One person in our group asked one of the workers if her hands hurt. Yes, she replied. How could they not? She was repeating the same task over and over again for 8 hours every day. The workers got no breaks, unless they had to go to the bathroom. There were two shifts - 6am-2pm and 2pm-10pm. No breaks, no lunch. Each work station had a sign that said no standing, no cell phones, no smoking, and no talking. And the fumes in the place from the glue were awful. (One member of our group waited for us outside because of them, and another felt an asthma attack coming on.) Many of the workers who were applying glue did so with their fingers instead of with a brush or other tool.

As I've noted before, we had the police providing free transportation for us, so the police actually accompanied us when we visited this factory. One of our group's leaders is a lawyer in the U.S. so he asked a few questions of the police about Mexico's laws requiring companies to allow their workers to take breaks, etc. He noted that many of the locals, including the cops, were rather uninformed about Mexico's employment laws, so if the shoe factory was in violation of those laws, there's little chance the laws would ever be enforced.

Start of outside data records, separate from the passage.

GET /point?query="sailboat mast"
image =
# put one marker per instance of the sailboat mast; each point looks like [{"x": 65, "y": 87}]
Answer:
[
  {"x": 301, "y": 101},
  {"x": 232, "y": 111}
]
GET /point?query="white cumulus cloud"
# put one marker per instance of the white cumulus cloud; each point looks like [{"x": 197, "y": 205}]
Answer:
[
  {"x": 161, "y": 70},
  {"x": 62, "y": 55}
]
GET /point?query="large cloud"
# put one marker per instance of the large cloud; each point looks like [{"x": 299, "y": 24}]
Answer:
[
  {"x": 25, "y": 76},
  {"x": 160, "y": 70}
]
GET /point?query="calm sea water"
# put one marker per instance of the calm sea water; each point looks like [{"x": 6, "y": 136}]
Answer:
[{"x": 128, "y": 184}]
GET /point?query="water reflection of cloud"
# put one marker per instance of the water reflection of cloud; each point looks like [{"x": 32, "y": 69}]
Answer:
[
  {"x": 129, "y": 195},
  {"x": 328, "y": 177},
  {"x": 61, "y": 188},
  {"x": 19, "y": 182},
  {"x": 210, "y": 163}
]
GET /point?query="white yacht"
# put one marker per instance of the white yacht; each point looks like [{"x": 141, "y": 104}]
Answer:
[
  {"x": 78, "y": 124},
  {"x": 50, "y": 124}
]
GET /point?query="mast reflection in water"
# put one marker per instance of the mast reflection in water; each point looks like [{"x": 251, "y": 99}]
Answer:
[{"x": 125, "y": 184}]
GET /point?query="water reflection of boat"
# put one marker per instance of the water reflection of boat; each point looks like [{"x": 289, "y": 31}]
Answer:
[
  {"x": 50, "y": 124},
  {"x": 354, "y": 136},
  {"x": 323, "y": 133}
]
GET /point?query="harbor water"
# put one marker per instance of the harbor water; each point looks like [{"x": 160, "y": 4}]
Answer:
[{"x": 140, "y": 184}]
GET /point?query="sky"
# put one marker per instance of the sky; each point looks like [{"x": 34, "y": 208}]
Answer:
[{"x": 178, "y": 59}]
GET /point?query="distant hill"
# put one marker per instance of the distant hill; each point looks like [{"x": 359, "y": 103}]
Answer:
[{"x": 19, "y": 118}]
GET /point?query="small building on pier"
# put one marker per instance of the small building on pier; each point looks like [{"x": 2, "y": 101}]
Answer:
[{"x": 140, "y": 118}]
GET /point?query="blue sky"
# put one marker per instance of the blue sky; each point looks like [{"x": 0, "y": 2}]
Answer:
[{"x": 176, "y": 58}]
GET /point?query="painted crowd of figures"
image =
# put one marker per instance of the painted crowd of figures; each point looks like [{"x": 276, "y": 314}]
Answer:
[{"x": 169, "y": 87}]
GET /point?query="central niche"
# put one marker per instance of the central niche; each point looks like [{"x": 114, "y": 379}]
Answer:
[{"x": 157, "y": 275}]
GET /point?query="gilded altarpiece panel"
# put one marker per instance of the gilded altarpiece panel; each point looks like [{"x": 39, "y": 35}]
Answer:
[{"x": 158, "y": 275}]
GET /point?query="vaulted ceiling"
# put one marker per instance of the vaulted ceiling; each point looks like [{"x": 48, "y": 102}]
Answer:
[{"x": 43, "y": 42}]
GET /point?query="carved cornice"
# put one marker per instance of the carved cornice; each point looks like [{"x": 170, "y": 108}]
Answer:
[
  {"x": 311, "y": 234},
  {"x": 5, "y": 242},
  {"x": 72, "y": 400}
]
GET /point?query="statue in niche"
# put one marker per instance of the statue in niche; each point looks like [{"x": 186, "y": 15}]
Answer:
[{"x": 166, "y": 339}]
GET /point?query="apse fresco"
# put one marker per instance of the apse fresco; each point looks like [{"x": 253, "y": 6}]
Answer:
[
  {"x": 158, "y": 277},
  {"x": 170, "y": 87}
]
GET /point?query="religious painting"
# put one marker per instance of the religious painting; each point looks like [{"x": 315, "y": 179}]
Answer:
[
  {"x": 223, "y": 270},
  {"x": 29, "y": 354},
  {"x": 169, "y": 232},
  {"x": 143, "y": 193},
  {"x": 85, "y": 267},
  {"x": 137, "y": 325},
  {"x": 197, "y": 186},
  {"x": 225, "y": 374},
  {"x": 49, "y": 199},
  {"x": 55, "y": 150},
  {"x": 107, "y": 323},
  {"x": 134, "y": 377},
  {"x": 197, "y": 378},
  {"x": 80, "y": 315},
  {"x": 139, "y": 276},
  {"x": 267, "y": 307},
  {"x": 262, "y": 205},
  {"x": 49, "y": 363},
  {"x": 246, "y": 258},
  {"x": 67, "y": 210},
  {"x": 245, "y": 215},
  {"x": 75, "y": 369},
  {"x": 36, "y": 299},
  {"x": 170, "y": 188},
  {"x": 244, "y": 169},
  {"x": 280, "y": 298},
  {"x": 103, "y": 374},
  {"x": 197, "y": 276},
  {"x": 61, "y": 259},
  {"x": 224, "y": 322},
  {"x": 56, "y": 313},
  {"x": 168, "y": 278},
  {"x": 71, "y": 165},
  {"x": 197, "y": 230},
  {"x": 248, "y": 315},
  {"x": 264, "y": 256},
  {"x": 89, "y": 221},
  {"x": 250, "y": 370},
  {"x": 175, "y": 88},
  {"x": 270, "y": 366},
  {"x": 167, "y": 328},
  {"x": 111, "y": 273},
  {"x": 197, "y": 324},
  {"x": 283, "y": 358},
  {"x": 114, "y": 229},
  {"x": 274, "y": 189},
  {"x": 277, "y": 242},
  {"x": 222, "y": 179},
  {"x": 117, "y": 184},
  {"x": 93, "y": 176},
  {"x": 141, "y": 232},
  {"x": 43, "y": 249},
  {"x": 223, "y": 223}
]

Some of the workers wore yellow smocks but most wore blue. We found out later that those wearing yellow were part of a government subsidy program to bring employment to the area. The workers in yellow were hired for three month apprenticeship periods, during which time the government paid their salaries of 700 pesos per week (17.5 pesos per hour, assuming a 40 hour week, or about $1.75 per hour). After that, if they were employed permanently, they switched to blue smocks and their salary dropped down to 500 pesos per week (12.5 pesos per hour or $1.25 per hour).

The factory produced about 300-400 pairs of shoes each day. Each pair of shoes sells for 180 pesos retail (about US$18). Assuming they sell for half of that wholesale (90 pesos), that means the factory earns 27,000-36,000 pesos per day ($2700-$3600). Assuming there are 40 workers per shift (based on what I saw), and two shifts per day, the factory pays out 8000 pesos ($800) per day in wages.

The workers here are receiving wages well above Mexico's 2010 minimum wage, which ranges between about 54 and 57 pesos per day, depending on where you live. That equates to roughly US$5.40-$5.70 per day, although right now it would be less with the current exchange rate (closer to US$4.50-$4.75 per day). That breaks down to US$0.56-$0.59 per hour. Can you blame them for heading north to the U.S. to work in miserable conditions for less than the U.S. minimum wage, when it's easily 5-10 times what they are earning in Mexico?